Sweet Potato Pancake Low Sugar

Sweet potato is a common staple in South East Asian and is quite reasonably priced. With its naturally sweet flavour, it is great in making sweet snack. You can almost go sugar-free with this sweet potato pancake, depending on how sweet the sweet potato is. We love this simple, low sugar pancake with our afternoon tea.


  • 200g sweet potato
  • 50g plain flour
  • 100ml fresh milk
  • 1 teaspoon brown sugar
  • A little sunflower oil for frying


  1. Peel the sweet potatoes, rinse and chop into small chunks. Boil it for 15-20 minutes or till soft, then drain.
  2. Pour the milk and brown sugar into the cooked sweet potato chunks, mash the mixture till pasty.
  3. Gradually add the flour into the mashed sweet potato, and mix well into a batter.
  4. Heat the oil in a flat pan. Turn heat to low when the oil is starting to boil. Carefully scoop a tablespoon full of the sweet potato batter into the pan, and spread it outward to make a roundish flat piece.
  5. Fry the pancake for about 1 minute then flip it over.
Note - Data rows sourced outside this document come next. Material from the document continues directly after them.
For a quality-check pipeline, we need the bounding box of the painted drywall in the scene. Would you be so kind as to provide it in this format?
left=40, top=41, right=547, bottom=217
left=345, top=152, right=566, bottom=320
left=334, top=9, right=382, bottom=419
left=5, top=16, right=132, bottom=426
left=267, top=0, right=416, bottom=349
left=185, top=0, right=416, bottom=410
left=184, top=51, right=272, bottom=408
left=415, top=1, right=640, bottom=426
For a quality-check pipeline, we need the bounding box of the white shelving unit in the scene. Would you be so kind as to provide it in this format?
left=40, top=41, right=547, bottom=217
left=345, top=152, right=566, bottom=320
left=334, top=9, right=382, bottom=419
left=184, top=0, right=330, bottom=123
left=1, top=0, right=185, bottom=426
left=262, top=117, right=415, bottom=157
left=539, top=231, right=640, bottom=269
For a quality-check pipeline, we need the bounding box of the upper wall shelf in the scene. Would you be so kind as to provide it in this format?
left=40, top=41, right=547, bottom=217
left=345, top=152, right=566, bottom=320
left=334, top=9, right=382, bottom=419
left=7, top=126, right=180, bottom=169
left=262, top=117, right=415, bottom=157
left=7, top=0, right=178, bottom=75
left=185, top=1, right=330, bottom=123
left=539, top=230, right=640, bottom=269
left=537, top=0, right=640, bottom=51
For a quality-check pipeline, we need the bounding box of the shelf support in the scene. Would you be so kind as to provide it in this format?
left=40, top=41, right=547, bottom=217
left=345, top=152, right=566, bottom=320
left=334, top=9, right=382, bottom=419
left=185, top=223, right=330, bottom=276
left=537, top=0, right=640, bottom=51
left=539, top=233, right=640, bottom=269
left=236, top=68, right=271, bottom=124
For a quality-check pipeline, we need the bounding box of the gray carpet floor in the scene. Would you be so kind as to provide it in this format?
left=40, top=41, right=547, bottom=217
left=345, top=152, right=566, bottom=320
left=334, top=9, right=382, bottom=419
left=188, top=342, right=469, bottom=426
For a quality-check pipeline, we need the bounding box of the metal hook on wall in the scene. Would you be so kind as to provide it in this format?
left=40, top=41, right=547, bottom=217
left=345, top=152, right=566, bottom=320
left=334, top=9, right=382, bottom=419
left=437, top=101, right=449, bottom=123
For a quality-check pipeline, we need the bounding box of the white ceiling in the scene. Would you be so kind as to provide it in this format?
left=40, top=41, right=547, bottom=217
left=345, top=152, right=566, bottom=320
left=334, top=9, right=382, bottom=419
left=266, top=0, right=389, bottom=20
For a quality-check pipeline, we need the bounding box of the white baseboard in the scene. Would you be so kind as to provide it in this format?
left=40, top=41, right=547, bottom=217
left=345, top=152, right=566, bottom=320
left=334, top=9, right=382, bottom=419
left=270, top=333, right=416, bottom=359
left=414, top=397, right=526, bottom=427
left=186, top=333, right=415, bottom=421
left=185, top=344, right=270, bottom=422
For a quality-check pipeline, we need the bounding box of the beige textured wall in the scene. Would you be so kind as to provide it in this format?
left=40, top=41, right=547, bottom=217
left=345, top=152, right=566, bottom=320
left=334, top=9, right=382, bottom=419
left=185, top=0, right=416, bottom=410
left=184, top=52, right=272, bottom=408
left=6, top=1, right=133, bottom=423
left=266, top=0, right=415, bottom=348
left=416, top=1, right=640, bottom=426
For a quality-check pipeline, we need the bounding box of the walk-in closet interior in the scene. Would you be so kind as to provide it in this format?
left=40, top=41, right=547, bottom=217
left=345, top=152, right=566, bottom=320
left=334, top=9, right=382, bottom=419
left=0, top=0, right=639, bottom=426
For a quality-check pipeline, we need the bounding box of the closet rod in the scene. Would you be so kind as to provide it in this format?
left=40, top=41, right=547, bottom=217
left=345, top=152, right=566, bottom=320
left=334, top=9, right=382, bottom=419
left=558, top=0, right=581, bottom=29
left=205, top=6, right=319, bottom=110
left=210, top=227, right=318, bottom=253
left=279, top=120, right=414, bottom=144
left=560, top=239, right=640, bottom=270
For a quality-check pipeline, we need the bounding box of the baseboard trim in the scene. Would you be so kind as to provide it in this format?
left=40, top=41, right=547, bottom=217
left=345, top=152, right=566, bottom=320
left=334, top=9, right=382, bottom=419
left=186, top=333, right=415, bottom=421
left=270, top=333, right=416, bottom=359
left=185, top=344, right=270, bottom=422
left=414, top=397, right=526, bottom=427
Lightly press it down with a masher to make the pancake thinner and more even in thickness.
  6. Flip the pancake over every 2-3 minutes till both sides are golden brown. Remove from pan and place it over some paper napkin to absorb extra oil.
  7. Repeat till all the batter is used.
  8. Serves 4.

Versatility Note:

  1. You can pick whichever type of sweet potato that is available: orange, purple, or yellow.
  2. Some sweet potatoes may be sweeter than others, but you could test a small piece of boiled sweet potato before mashing, to estimate how much sugar to add according to your taste.
  3. You can replace milk with water or soy milk should you prefer not to have dairy in your cooking.